Myanmar is loaded with potential viewing choices – there are three free-to-air channels and two easily accessed satellite channels.

Unfortunately, with so many choices people often argue and fight over what to watch – leading some families to invest in a second television.

“With more programs available on the television channels, Myanmar’s viewers now have more options than before. So the impact of increased competition from satellite providers has had little effect on most people,” said a spokesperson from Myanmar Marketing Research & Development Company (MMRD).

The three free television channels in Myanmar are MRTV, Myawady Television and MRTV-3.

According to MMRD, 70 percent of viewers watch the MRTV and Myawady channels.

The most popular shows in Myanmar are Korean soap operas like “Melody of a River” and a range of reality television programs where people compete to win singing and acting contests.

“I always watch the acting contest on MRTV at 5:30pm and the Korean drama on Myawady television at 7pm but I don’t really have a favourite channel,” said Ma Thandar Hlaing, a final-year English major student at Dagon University.
U Ye Tun, assistant director of MRTV-3, explained the aims of the television stations in Myanmar.

“MRTV, MRTV-3 and MRTV-4 undertake three main duties – to inform, to educate and to entertain the public and broadcast healthy programs,” said U Ye Tun, assistant director of MRTV-3.

MRTV was established in 1981 and was Myanmar’s first channel.
“It has raised public awareness about social responsibility and government policy since 1981,” said one avid watcher, U Htin Aung Thwin.

In addition to Korean dramas, MRTV also broadcasts a number of programs showing Myanmar cultural performances as well as education programs and other entertainment shows.

The role of radio in Myanmar society is also strong and Myanmar radio continues to stream the latest news and entertainment to listeners all over the country.

“It provides Myanmar people with useful information every day.
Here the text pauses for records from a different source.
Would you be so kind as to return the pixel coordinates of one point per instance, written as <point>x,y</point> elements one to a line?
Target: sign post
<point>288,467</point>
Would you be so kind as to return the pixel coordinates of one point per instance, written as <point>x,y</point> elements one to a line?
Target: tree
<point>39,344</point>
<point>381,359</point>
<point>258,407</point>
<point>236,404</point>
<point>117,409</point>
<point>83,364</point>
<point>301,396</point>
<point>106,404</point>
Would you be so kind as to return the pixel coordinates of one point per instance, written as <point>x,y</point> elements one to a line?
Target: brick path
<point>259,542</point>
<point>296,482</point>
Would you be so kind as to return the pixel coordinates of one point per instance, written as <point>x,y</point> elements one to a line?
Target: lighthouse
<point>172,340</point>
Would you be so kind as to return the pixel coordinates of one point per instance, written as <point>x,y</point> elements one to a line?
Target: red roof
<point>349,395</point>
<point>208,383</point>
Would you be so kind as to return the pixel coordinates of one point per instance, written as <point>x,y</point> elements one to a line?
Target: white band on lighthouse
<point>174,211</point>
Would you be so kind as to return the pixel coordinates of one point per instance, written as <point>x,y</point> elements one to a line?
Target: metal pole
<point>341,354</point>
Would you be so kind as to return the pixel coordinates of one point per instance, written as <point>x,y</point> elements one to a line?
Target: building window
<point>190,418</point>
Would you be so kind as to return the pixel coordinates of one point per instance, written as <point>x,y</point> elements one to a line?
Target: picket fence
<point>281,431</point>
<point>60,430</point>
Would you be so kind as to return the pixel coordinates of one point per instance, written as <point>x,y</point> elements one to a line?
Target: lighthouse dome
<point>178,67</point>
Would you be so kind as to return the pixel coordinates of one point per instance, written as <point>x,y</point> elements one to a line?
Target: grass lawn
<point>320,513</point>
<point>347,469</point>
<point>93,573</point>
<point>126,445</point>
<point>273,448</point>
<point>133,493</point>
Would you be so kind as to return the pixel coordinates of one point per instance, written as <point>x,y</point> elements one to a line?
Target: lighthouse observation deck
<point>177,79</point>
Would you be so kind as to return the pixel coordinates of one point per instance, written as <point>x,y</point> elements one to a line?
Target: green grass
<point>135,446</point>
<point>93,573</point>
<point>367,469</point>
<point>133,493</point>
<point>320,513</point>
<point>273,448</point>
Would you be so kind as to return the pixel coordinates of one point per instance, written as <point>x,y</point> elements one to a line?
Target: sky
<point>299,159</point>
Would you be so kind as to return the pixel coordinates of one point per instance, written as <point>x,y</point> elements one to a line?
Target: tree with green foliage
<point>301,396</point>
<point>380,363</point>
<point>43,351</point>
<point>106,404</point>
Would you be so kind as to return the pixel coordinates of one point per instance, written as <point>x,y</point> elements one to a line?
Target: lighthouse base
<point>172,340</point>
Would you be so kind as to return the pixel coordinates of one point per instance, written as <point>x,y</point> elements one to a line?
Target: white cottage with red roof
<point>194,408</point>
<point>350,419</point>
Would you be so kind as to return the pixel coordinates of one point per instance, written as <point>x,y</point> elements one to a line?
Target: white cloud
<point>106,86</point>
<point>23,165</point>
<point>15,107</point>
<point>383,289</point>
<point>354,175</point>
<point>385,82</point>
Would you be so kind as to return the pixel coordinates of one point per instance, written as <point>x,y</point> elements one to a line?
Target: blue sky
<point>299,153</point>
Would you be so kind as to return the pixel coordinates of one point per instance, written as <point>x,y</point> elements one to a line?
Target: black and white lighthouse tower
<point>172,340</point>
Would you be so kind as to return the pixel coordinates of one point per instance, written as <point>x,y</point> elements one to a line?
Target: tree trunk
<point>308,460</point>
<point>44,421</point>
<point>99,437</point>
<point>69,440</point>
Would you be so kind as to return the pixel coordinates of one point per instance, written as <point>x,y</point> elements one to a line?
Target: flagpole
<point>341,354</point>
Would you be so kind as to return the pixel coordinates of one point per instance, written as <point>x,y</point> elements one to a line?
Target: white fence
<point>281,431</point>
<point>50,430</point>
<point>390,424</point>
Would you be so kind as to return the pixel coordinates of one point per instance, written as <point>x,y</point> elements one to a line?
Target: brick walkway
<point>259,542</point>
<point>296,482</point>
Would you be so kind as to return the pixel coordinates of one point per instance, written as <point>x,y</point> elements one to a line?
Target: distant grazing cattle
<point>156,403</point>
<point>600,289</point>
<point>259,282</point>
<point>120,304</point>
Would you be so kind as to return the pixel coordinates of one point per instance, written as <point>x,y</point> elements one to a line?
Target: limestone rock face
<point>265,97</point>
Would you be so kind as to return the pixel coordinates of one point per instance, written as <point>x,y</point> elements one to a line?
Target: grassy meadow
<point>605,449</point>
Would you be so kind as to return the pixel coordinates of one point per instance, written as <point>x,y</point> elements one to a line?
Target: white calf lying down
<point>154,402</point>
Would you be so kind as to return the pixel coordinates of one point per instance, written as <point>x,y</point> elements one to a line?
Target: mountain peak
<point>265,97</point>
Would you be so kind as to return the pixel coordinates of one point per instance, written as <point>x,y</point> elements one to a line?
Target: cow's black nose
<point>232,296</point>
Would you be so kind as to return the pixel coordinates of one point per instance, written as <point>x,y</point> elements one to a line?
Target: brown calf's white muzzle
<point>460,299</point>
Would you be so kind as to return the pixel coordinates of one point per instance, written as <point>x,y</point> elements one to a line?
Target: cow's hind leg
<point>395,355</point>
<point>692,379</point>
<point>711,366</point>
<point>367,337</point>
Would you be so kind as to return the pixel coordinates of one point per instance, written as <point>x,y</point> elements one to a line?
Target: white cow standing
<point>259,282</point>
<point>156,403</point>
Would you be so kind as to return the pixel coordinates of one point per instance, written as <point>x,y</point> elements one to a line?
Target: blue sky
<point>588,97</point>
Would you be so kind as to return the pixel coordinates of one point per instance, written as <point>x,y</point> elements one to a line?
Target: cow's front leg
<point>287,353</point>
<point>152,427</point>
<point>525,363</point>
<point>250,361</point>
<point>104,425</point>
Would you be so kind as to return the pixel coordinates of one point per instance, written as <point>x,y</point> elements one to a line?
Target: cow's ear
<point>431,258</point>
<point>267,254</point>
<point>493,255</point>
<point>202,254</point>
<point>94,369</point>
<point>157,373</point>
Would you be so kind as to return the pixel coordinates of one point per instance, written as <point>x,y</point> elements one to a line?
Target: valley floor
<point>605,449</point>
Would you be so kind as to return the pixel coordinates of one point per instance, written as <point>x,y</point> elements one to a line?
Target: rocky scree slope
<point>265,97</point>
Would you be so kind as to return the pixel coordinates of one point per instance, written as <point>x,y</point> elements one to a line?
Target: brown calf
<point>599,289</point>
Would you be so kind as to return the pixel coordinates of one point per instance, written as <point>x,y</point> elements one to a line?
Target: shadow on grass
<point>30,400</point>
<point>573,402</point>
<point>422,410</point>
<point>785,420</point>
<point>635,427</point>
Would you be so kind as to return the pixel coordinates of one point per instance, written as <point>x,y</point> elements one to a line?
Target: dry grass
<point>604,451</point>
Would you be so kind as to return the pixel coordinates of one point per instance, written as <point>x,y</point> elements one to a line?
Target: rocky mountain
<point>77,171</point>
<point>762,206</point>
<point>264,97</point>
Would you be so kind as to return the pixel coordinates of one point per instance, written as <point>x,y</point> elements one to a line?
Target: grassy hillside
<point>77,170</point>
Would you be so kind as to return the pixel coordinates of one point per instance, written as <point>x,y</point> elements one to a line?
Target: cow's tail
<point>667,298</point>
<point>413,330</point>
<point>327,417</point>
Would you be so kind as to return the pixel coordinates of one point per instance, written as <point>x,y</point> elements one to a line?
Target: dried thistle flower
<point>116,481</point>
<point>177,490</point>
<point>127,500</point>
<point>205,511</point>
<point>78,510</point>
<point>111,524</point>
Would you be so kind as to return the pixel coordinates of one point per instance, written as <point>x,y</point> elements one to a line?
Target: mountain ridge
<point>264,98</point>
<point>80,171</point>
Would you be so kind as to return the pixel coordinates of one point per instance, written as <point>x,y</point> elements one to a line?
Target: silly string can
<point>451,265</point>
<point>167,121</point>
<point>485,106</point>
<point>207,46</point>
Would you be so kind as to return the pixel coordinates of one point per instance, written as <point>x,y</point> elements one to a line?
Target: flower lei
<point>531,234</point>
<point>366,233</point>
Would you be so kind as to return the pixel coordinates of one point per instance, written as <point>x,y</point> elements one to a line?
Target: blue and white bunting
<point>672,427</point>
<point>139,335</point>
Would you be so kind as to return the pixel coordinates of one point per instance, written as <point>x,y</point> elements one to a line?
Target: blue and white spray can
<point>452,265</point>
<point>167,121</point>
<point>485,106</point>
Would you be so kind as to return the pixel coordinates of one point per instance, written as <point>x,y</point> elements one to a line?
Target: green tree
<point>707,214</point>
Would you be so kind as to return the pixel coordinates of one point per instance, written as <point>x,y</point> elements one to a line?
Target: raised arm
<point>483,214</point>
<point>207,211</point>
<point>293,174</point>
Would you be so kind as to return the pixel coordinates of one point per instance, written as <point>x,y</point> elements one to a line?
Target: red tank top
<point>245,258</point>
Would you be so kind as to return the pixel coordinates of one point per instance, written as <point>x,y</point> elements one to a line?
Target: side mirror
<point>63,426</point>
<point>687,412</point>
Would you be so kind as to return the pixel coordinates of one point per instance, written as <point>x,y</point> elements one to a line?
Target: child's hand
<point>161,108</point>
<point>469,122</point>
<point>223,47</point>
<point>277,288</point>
And it educated people for many years before television programs started being broadcast,” said U Khin Maung Aye, a teacher from No(1) Basic Education High School in Hlaing township.

But according to MMRD’s spokesperson, Myanmar’s people are losing interest in the radio as more people switch over to television’s warm fuzzy glow.
Another channel is the military-run Myawady Television, that started in 1995 and provides a twice daily news bulletin; it is also the main provider of Korean soap operas to the waiting public.

“I get the most satisfaction from Myawady because it has extended it’s broadcasting hours by showing more Korean shows and Myanmar movies on Saturday and Sunday afternoons,” said Ma Khin Thazin, a student from No(4) Basic Education High School in Botahtaung township.

MRTV-3 joined the mix in mid 2001 and gives priority to providing national news for a world audience.

“The objective of MRTV-3 is to present a genuine and correct image of Myanmar to its target audience in foreign lands,” said U Ye Tun, assistant director of MRTV-3.

The channel also presents a range of programs on culture, tourism, arts, business and sports.

And then there is MRTV-4, a channel jointly operated by MRTV and the Forever Group. It started broadcasting in 2004 and airs programs between 7am and 11pm.

Unfortunately, MRTV-4 can only be viewed by people with MMBox satellite receivers, which are also equipped with a hard drive to record video.
U Myint Aung, deputy director of MRTV-4, said viewers could access the satellite network through the digital video broadcasting – terrestrial (DVB-T) receiver, which they call the “Family Receiver”.

“We plan to extend this service to other parts of the country and also lengthen the duration of its programs,” he said.

Viewers who use the Family Receiver and pay the annual fee can also watch the MRTV-5 pay-tv channels, including 5 Movies, 5 Sports, 5 Cartoons, 5 Series, CNN and the Discovery Channel, which are jointly-operated by MRTV.
“The audiences for MRTV-3 and MRTV-4 are smaller than the other channels because they don’t have as much airtime. And MRTV-4 can really only be seen in and around Yangon, not elsewhere in the country,” he said.

The Yangon City Development Committee opened another radio station – City FM – in 2002 to cater for young people between the ages of 18 and 24-years-old.

Programs and the music on City FM are constantly being updated to keep the content fresh. The reach of City FM extends to most townships in Yangon and the station is popular with many listeners.

“I like listening to City FM because it has programs like Star on Line, where audiences can chat with their favourite celebrities,” said third-year physics student Ma Zun Pwint.